The architecture consist of three components: a weather time-series convolutional neural network (CNN), a building metadata feed forward network (FNN), and a combine FNN. The model is trained on the multivariate regression task of predicting total household energy consumption by fuel type, specifically outputting the length 4 vector: [electricity
,natural_gas
,fuel_oil
,propane
] . The input features are described in detail here.
The model was inspired by this multi-modal model, which takes in numeric, categorical and image data and uses different branches to handle the mixed data. Note that the architecture has been tweaked manually, but no formal experiments have been performed to optimize architecture. This is planned for future work.
Weather branch (CNN):
In this case, instead of running 2D convolutions the (first two) spatial dimensions of 3D images (width x height x RGB channel), we run 1D convolutions over the (first) time-dimension of 2D time-series (hour of the year x weather feature). The CNN compresses the entire 8670 x 4 input matrix into a “weather embedding” vector of dimension 8 which contains the most important aspects of the weather data for the downstream prediction task. Since this is by far the most compute-intensive portion of the model, one option for expediting training is to train the whole model on a small subset of the data, freeze the embeddings, and then swap in this pre-trained embedding model for the CNN branch. This is planned for future epic. There is a Batchnorm layer after the initialization and each of the convolutional layers before the activation is applied.
Building metadata branch (FNN)
Categorical features are encoded as one-hot vectors, combined with numerical features, and passed through 4 dense layers of increasingly smaller size, compressing the entire building metadata feature space into 16 dimensional “building metadata embedding”. There is a Batchnorm layer after the initialization and each of the dense layers before the activation is applied.
Combine trunk (FNN)
The weather embedding is concatenated with the building metadata embedding to form a 24 length vector, and then passed through 5 dense layers, contracting down to the 4 dim target vector of total consumption by fuel.
Batch size: 256
Epochs: 200, with patience set to 15 tracking validation loss.
Initialization: All trainable layers use He Initialization.

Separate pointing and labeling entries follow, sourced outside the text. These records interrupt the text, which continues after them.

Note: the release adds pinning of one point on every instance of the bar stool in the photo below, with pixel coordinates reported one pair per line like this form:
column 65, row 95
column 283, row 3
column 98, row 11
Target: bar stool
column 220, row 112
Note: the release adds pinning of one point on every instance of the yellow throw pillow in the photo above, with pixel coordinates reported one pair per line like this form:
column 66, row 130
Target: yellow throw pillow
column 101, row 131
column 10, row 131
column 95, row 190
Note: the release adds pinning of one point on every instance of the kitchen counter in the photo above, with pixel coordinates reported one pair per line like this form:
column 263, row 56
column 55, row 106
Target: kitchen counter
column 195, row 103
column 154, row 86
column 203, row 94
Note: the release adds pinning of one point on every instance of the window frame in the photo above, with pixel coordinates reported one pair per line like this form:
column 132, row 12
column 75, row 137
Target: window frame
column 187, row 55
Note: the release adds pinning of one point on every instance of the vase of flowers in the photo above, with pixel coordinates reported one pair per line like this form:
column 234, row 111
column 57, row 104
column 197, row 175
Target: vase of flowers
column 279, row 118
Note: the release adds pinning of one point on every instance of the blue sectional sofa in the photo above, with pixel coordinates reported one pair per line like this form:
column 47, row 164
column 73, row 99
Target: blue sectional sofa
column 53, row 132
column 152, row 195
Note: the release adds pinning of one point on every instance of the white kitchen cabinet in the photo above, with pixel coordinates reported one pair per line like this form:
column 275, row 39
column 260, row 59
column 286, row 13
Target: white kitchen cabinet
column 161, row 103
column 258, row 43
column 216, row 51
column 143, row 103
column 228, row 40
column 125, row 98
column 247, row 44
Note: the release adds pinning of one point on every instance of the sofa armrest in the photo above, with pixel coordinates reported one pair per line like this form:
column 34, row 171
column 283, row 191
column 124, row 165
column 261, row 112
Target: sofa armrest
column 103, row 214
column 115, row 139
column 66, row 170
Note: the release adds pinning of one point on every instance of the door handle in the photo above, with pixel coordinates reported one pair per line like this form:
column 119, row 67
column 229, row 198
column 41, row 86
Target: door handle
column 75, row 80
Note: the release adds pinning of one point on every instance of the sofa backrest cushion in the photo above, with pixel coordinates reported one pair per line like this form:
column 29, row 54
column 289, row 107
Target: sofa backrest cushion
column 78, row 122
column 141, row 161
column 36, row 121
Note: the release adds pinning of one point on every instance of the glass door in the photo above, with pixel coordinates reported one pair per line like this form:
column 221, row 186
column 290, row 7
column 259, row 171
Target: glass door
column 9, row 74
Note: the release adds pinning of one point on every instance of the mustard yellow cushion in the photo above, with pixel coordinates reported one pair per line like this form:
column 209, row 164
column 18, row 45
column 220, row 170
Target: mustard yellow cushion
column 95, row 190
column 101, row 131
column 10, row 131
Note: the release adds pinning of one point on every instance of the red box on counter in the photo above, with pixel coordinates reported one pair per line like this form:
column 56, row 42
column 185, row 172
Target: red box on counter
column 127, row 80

Activation: All trainable layers use a leaky ReLU activation function.
Optimizer: Adam
Loss: Masked mean absolute error, where elements (sample i, fuel j) are not included in the mean if
All other parameters use keras defaults.
The final layer is a leaky ReLU meaning that the model can predict negative values, but predictions are clipped at 0 in post-processing.
Values are also set to 0 in post processing if the given fuel target is not used by any appliance in the modeled building.